(2-1)   ①  Using Newton’s equation of motion, s = ut + ½at2, to describe the downward motion:    

u is zero, so s = ½at2. Now s is the distance to the ground, which is just 1.2m, and hence the time taken for the shot to land is:

                                                          t = √(2s/a)  =  √(2 x 1.2 / 9.8)  =  0.50s

The velocity in the forward direction is 10 ms-1, so we can simply calculate the throw distance as the distance travelled in this direction during this 0.50 s.

Hence, s = ut  =  10 x 0.50  = 5.0 m

②  From Nefertiti’s point of view, the situation is no different from when she was on the ground, so she expects that her throw will still reach the same distance, 5.0 m.

③  The overall velocity of the shot is the plane’s velocity plus the additional velocity added by Nefertiti:  so it is 150 + 10  =  160 ms-1.  The time taken to fall to the floor (of the cabin, this time) is still 0.5s.

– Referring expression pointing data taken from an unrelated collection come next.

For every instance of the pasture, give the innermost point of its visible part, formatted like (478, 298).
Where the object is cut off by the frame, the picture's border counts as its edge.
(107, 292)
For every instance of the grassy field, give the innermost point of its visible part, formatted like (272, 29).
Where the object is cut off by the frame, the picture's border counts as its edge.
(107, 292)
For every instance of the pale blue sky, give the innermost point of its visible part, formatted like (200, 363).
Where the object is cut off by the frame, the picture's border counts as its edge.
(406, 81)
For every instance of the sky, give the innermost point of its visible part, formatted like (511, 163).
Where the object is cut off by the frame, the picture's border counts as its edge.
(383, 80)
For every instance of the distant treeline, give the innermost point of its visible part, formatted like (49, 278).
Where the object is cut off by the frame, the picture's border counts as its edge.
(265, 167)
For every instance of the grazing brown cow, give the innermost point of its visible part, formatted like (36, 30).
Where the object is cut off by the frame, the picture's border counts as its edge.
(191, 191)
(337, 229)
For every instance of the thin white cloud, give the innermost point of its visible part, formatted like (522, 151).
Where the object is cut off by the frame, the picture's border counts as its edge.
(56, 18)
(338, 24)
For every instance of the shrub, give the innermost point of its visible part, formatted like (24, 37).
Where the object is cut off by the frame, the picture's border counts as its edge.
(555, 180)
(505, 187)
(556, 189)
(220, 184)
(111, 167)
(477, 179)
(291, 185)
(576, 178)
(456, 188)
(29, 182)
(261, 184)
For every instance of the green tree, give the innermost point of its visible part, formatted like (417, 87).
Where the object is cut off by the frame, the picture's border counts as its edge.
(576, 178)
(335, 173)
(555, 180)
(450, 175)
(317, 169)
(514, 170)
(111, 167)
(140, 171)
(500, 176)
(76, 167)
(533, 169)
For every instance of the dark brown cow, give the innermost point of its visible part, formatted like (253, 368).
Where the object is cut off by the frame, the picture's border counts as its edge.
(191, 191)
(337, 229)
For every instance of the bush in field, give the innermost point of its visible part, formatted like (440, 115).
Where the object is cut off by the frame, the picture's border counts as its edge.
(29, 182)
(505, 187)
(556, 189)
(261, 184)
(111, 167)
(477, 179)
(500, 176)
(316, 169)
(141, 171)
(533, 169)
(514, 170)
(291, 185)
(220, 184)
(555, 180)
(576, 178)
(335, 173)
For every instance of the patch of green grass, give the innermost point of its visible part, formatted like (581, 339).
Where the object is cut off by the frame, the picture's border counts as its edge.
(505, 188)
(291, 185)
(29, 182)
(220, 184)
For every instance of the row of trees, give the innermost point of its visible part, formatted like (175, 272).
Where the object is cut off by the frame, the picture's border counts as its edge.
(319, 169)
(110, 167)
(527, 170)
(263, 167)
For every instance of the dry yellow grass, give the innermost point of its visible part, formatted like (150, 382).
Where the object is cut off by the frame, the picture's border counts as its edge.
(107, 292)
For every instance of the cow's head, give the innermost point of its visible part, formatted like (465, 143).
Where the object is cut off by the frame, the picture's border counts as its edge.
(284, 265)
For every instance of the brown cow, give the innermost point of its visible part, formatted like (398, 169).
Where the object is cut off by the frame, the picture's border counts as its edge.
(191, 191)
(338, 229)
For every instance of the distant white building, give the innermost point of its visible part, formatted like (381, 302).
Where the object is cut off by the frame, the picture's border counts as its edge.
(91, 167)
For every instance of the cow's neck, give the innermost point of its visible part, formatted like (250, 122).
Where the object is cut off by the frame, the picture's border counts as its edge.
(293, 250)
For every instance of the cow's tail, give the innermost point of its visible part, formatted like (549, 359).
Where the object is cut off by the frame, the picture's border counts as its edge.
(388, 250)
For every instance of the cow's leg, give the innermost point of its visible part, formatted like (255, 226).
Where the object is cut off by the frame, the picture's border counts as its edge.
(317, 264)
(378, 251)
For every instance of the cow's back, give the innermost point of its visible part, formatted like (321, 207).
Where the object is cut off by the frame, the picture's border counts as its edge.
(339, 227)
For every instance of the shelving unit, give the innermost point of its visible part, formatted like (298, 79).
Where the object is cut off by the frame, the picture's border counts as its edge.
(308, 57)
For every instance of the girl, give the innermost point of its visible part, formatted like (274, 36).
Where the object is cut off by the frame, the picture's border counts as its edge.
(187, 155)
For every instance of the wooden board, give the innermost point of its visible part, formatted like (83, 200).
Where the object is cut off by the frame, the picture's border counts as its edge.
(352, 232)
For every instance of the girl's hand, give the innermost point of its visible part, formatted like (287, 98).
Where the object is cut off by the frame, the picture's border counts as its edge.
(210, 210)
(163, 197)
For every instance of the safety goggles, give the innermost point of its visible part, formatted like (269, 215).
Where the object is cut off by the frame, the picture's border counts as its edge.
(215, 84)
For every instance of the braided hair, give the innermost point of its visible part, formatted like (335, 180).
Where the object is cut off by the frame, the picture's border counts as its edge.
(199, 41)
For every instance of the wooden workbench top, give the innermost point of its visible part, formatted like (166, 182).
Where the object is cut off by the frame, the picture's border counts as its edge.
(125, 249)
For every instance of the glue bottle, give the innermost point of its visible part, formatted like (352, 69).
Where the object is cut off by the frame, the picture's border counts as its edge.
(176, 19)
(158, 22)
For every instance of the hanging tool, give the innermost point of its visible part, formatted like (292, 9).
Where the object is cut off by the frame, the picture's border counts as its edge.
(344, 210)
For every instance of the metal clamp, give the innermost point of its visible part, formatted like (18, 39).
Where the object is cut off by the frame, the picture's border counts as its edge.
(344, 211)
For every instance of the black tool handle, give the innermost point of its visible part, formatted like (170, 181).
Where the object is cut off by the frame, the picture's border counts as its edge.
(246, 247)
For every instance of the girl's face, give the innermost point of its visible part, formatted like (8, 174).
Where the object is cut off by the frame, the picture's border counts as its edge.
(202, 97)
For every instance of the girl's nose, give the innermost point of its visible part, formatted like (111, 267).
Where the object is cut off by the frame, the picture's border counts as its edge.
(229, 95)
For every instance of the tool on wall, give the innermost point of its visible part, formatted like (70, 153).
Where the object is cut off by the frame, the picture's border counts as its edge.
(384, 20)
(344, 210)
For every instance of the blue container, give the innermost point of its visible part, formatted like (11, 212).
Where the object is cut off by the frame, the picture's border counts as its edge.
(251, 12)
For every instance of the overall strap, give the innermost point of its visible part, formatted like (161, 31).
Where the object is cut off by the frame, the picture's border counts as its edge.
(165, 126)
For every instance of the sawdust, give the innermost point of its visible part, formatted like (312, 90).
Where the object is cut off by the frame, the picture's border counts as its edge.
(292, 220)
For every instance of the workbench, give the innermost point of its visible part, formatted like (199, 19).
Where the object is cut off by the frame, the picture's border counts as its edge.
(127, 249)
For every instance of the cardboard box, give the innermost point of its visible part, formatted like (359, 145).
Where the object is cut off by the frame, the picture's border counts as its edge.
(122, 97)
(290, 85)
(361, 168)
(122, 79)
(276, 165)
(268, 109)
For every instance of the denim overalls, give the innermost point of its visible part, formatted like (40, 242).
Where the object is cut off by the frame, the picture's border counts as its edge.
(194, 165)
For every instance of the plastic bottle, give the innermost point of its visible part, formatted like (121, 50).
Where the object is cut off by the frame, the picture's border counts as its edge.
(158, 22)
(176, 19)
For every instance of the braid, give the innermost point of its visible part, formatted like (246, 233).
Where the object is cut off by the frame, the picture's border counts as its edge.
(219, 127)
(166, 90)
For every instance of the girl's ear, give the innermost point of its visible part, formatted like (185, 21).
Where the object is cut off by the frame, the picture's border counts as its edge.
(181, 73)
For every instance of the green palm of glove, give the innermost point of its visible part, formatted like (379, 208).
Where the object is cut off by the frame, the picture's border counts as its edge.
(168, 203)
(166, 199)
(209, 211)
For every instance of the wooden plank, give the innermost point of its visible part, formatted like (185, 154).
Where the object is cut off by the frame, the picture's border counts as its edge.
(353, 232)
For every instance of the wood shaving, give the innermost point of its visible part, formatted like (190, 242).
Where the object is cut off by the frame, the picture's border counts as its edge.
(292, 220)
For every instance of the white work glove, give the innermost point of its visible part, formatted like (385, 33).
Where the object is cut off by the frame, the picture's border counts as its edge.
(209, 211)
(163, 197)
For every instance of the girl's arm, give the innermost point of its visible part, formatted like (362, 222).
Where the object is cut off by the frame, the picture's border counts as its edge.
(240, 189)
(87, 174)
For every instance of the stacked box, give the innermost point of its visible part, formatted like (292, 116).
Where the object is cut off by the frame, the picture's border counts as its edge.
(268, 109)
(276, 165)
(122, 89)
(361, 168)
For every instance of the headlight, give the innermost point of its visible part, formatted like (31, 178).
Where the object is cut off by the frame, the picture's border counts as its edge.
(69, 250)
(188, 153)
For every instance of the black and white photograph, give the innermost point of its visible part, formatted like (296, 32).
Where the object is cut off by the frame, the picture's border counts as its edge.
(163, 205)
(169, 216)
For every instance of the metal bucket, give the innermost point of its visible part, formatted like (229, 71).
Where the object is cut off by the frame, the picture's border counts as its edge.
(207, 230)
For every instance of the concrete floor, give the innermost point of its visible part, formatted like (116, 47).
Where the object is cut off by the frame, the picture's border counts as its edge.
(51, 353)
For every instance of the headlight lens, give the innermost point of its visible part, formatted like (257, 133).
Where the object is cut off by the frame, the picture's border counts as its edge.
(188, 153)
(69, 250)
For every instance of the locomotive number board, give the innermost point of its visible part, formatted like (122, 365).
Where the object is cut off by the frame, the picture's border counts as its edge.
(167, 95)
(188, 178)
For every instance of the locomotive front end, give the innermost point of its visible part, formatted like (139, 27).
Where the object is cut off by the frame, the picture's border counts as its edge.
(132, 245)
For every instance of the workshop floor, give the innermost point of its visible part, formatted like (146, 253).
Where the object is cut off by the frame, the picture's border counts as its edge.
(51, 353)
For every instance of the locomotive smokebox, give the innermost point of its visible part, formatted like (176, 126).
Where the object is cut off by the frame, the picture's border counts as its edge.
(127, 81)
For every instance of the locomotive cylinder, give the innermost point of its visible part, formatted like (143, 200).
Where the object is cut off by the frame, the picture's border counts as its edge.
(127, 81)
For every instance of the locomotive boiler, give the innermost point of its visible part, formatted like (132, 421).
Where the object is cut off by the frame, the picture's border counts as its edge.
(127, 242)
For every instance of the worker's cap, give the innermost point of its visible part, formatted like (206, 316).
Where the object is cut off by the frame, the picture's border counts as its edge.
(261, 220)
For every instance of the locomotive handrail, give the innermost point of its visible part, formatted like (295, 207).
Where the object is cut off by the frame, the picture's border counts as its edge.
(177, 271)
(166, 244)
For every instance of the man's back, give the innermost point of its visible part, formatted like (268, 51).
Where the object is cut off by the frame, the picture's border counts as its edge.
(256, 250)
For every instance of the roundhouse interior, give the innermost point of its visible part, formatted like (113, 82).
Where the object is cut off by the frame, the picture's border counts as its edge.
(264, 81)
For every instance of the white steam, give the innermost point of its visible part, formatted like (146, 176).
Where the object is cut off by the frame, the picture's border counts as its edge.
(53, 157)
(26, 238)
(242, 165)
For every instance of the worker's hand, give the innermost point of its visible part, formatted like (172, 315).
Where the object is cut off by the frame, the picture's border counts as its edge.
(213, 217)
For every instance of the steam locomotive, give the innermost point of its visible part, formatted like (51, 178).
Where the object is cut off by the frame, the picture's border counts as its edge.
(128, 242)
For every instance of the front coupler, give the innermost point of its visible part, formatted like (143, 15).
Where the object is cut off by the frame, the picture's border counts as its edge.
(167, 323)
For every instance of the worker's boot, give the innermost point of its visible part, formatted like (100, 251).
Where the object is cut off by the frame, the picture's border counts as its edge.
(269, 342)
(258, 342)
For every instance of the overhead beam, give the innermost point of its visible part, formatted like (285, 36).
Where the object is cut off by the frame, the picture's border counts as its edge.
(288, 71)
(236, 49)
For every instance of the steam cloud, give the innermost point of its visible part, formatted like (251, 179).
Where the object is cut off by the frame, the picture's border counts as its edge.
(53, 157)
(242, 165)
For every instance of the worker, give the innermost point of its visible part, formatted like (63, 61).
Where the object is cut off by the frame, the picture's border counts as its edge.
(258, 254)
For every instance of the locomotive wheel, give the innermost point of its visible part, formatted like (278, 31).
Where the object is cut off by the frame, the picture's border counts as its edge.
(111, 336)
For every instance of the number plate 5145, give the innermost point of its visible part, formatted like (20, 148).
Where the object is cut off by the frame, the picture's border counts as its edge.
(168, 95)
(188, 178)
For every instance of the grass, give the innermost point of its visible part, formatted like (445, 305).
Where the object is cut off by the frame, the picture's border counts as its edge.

Therefore the distance travelled by the shot towards Cormorant is:

ut  =  160 x 0.5  =  80m

④  The plane’s velocity is just 150 ms-1, so during the 0.5s during which the shot is moving, it will have moved 150 x 0.5 = 75m

⑤  The distance travelled by the shot, relative to that travelled by the cabin floor, is therefore 80 – 75 = 5.0m.   In other words, the different frame of reference makes no difference to the outcome – Nefertiti’s throw measured within the plane is still predicted to be the same.